Lauren and Corey headed inside. Corey turned and gave me a little wave, wincing to show how nervous he was. They disappeared into the bright, crowded restaurant, leaving me outside hoping that my best mate wasn’t about to get his heart broken.
The doors thwacked open again and Mitchell hurried out, clutching the prize skateboard with one hand and shovelling pizza in his mouth with the other hand. Mitchell was in a hurry to escape Stella.
‘Just try a few basic skateboard moves with your new board,’ she was saying. ‘Out here on the flat.’
Mitchell’s mouth was too stuffed with pizza to speak but he shook his head firmly.
‘Just have a little go,’ Stella coaxed. ‘There’s no one out there to see you.’
Mitchell pointed at me sitting on the brick wall up the back.
‘I don’t count,’ I said.
‘He doesn’t count,’ agreed Stella. ‘Use my board and try a basic ollie. I learned right here in this courtyard.’
‘I can do an ollie,’ Mitchell fibbed. ‘I told you.’

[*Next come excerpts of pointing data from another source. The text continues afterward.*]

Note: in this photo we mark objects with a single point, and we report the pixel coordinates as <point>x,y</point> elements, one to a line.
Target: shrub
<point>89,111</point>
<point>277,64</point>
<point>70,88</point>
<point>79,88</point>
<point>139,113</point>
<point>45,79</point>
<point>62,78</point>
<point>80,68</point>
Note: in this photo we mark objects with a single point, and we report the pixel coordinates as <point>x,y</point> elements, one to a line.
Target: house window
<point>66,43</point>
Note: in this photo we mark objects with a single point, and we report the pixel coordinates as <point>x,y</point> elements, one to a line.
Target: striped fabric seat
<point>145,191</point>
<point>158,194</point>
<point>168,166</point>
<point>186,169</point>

‘Mitchell, you don’t have to talk crap. It’s just me out here.’
‘And me,’ I reminded her.
‘And Zac,’ agreed Stella. ‘It’s okay to admit you don’t know how.’
‘Are you people deaf?’ snapped Mitchell, really mad now. ‘Leave me alone.’

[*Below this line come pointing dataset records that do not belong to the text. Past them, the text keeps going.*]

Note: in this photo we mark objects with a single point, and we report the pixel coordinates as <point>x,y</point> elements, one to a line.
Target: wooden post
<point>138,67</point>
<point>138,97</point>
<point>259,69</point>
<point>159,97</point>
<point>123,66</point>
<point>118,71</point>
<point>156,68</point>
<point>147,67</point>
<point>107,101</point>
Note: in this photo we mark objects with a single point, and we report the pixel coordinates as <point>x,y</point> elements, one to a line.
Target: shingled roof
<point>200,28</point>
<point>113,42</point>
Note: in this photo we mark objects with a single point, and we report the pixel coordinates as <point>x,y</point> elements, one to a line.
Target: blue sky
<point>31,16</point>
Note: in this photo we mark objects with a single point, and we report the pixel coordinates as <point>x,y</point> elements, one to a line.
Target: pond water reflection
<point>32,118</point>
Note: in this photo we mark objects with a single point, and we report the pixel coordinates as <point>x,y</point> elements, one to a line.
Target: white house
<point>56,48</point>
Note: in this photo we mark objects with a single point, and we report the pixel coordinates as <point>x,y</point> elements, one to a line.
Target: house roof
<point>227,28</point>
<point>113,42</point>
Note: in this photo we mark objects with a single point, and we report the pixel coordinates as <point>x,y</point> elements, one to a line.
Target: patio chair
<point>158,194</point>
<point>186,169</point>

Mitchell clutched the skateboard package to his chest like a shield and escaped up the side pathway. Stella chased after him.
‘Come on, Mitchell,’ I heard her saying. ‘Don’t be such a girl.’
My bum was going numb from the cold brick wall I was sitting on, so I moved up under the outdoor heaters. Amy, Riley and some of the younger kids had started using the pizzeria as a skatepark. They skated along the street in front, down the side path, looping round the courtyard a
nd back out to the street.
To get out of the way of the skaters, I moved right back to the restaurant doors. From there, I could see Jycinta and Marissa huddled together near the toilets. Jycinta was in front of a mirror, fussing with her hair and the buttons on her top to make herself look as gorgeous as possible.
Matt Daly was standing just round the corner talking to some other guys. Jycinta decided that this was the night to make her big play for Matt and she went into full-on mating behaviour.
I watched Jycinta slide along the wall and pose herself near Matt.
‘You better move away from me, Marissa,’ she said. ‘Matt’s not gonna come over and crack onto me with you standing next to me.’
Marissa obediently took a few steps away from Jycinta.
‘Further,’ insisted Jycinta, shooing Marissa away with her hands. ‘Further.’
Marissa moved right outside then to where I was sitting under the big heaters. I smiled hello, feeling sorry for her. Jycinta was always bossing her around, making her feel bad.
Marissa scuffed around on the back porch area, bored. She started watching Riley and the other younger kids skating around the courtyard in a big loop.
‘That looks fun,’ Marissa said as Riley whooshed past her.
‘Have a go on my board if you like,’ Riley offered. ‘Get the feel of it.’
Marissa squirmed: she couldn’t do that. But Riley kept smiling and rolled the skateboard towards her. Eventually Marissa made a little squealing noise and placed one foot tentatively on the board.
‘Put your feet sideways. Yeah, that’s right,’ said Riley.
Marissa giggled like a little kid as Riley gave her a basic lesson in skateboarding.
Jycinta hadn’t noticed what Marissa was up to; she was too busy flirting like anything with Matt. She slid her back along the wall even closer to him, posing and laughing loudly as if everything Matt said was drop-dead hilarious.